Single by the Pretenders

from the album Get Close and The Singles
- B-side: "Tradition of Love (Extended Remix)"
- Released: January 1987 (US) 9 March 1987 (UK)
- Genre: Rock, jangle pop
- Length: 4:07
- Label: Sire
- Songwriter(s): Chrissie Hynde
- Producer(s): Jimmy Iovine, Bob Clearmountain

= My Baby (Pretenders song) =

"My Baby" is a song written by Chrissie Hynde that was originally released on the Pretenders 1986 album Get Close. "My Baby" was included on the Pretenders' 1987 compilation album The Singles.

==Background==
"My Baby" is a love song to Hynde's baby daughter. Vic Garbarini of Musician magazine also suggested that the song is about the baby within Hynde herself, in the sense of "something being born" into a "new life. Allmusic critic Matthew Greenwald describes the acoustic guitar melody that begins the song as sounding like an Irish folk song.

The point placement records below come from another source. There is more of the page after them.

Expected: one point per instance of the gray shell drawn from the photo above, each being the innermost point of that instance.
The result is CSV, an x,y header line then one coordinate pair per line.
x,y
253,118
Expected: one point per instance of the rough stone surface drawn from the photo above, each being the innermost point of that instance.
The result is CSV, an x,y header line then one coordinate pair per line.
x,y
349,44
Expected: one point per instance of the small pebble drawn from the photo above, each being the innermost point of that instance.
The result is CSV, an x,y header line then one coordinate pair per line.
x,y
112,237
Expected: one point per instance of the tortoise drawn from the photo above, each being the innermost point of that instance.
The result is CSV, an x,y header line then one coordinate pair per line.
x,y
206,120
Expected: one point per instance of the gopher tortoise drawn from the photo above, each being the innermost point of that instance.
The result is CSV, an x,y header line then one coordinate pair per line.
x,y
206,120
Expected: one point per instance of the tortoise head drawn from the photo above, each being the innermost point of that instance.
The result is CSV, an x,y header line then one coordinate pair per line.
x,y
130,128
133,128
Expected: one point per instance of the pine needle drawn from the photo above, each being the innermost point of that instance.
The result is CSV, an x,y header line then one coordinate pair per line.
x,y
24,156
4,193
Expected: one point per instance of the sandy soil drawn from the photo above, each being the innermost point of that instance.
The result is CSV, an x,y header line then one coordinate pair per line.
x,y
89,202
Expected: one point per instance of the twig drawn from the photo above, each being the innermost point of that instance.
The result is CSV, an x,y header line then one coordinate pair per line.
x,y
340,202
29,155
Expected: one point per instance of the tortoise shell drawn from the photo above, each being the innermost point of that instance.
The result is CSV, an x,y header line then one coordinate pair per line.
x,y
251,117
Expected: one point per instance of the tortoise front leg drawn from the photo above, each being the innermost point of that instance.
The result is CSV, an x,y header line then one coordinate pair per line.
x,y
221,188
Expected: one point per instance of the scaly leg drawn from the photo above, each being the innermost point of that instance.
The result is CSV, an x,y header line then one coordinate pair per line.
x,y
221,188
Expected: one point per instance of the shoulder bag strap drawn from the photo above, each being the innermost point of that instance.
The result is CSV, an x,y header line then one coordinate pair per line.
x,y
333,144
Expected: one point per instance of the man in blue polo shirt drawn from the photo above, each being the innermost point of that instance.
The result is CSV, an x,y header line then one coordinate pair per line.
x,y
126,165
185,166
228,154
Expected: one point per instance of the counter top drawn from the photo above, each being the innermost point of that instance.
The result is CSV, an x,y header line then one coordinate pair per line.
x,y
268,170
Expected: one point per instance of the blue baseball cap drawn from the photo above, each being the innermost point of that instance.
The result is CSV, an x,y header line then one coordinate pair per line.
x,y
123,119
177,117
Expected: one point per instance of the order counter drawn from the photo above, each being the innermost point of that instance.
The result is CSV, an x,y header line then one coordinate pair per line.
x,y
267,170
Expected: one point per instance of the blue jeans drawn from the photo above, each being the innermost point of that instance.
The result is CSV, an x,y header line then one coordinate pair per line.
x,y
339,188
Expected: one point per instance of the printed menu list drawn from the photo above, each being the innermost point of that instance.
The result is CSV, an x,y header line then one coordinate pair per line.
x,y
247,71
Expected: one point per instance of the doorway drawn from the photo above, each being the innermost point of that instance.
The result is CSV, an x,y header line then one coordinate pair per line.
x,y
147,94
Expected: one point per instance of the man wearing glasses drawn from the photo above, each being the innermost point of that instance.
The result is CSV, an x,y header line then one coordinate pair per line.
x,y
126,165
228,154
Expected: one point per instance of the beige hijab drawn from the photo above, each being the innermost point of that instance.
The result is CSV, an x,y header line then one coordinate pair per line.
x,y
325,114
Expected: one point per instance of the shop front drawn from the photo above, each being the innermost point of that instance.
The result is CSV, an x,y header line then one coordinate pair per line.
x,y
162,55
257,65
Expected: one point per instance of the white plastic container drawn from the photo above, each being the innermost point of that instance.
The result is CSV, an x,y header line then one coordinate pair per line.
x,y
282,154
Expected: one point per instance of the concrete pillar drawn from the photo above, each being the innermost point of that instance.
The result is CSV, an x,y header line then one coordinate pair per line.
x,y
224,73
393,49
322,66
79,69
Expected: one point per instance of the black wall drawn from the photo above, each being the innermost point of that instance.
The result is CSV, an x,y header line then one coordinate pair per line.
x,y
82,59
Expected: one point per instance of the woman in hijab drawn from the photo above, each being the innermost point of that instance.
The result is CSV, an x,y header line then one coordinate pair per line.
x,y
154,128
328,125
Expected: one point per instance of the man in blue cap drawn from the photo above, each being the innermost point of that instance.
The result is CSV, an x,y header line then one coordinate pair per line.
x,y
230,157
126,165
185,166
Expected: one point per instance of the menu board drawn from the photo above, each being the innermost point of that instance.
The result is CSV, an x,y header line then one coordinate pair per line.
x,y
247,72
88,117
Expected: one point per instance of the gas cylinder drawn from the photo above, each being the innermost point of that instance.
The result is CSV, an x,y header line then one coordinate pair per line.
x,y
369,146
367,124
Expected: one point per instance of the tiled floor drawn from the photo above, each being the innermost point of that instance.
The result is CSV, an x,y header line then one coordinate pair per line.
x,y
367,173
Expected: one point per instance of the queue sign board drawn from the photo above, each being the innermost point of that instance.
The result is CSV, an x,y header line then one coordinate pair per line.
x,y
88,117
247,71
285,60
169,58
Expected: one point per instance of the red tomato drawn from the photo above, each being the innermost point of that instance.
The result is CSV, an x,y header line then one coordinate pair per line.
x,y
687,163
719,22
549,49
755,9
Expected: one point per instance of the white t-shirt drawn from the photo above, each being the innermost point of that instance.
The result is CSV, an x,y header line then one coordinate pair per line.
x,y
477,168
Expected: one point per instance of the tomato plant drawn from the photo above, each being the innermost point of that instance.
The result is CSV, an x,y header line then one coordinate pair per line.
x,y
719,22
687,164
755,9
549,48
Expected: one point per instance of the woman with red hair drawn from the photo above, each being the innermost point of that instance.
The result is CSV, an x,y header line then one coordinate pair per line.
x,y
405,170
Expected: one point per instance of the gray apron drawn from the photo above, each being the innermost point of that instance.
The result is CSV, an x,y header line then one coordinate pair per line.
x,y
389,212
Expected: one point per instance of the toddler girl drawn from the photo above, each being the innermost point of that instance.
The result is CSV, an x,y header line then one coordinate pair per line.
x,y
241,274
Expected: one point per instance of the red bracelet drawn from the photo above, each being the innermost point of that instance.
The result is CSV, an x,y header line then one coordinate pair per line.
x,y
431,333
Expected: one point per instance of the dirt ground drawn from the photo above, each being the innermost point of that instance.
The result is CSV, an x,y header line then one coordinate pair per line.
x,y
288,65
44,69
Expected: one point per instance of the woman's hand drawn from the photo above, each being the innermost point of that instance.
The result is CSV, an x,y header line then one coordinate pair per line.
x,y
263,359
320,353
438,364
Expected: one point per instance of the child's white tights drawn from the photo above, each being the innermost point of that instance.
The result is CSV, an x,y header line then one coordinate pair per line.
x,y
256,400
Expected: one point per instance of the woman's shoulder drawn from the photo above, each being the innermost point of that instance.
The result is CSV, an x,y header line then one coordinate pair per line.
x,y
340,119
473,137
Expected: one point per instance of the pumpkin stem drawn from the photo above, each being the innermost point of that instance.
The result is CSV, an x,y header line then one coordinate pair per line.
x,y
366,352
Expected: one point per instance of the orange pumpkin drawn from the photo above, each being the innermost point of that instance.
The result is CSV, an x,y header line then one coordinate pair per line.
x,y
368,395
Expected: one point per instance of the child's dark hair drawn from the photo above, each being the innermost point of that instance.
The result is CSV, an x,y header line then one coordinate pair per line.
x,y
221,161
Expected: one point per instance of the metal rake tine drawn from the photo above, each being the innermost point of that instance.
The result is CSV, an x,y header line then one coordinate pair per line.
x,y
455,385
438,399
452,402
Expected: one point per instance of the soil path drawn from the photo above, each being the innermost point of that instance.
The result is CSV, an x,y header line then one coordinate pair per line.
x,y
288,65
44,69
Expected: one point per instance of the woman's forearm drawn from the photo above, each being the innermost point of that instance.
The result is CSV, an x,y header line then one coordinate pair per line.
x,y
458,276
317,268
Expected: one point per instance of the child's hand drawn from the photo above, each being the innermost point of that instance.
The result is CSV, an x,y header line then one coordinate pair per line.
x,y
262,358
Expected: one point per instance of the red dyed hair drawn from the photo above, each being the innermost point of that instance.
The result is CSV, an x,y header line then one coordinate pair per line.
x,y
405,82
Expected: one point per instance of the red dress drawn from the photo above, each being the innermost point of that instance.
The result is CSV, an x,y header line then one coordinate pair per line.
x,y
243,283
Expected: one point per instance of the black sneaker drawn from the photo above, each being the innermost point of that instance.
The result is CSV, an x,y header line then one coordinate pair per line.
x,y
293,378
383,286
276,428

He describes the rest of the melody as having a "folk-rock groove," applying a two-chord pattern that he describes as "ingenious." He describes the lyrics as Hynde expressing her "near-overflowing affection in her literate, conversational style."

==Reception==
Cash Box said that with this single "Chrissie Hynde exhibits her great growth as a writer and interpretive singer." SPIN Magazine described the song as "gorgeous," and described Hynde's lead vocal as possessing "the goofy tenderness of someone who is too smart to walk around showing baby pictures, but who is too giddy to resist." Elizabeth Wurtzel wrote in New York Magazine that, like "Don't Get Me Wrong," "My Baby" "could have sounded gushy," but instead became a representation of "a life lived hard that at least approximated some precarious version of settledness." Ira Robbins and Delvin Neugebauer of Trouser Press described "My Baby" as a "sentimental love song" that was one of the few worthy songs on Get Close.

==Chart performance==
"My Baby" was released as a single in the U.S., achieving modest success on the Billboard Hot 100, peaking at #64 and #75 on the Cashbox Top 100. It achieved far greater success on the Mainstream Rock chart, spending two weeks at #1, following up on "Don't Get Me Wrong," an earlier single from Get Close which also reached #1 on the Mainstream Rock chart. "My Baby" however, only reached #84 on the UK charts. It was slightly more successful in Australia and New Zealand, where it peaked at #56 and #50 respectively.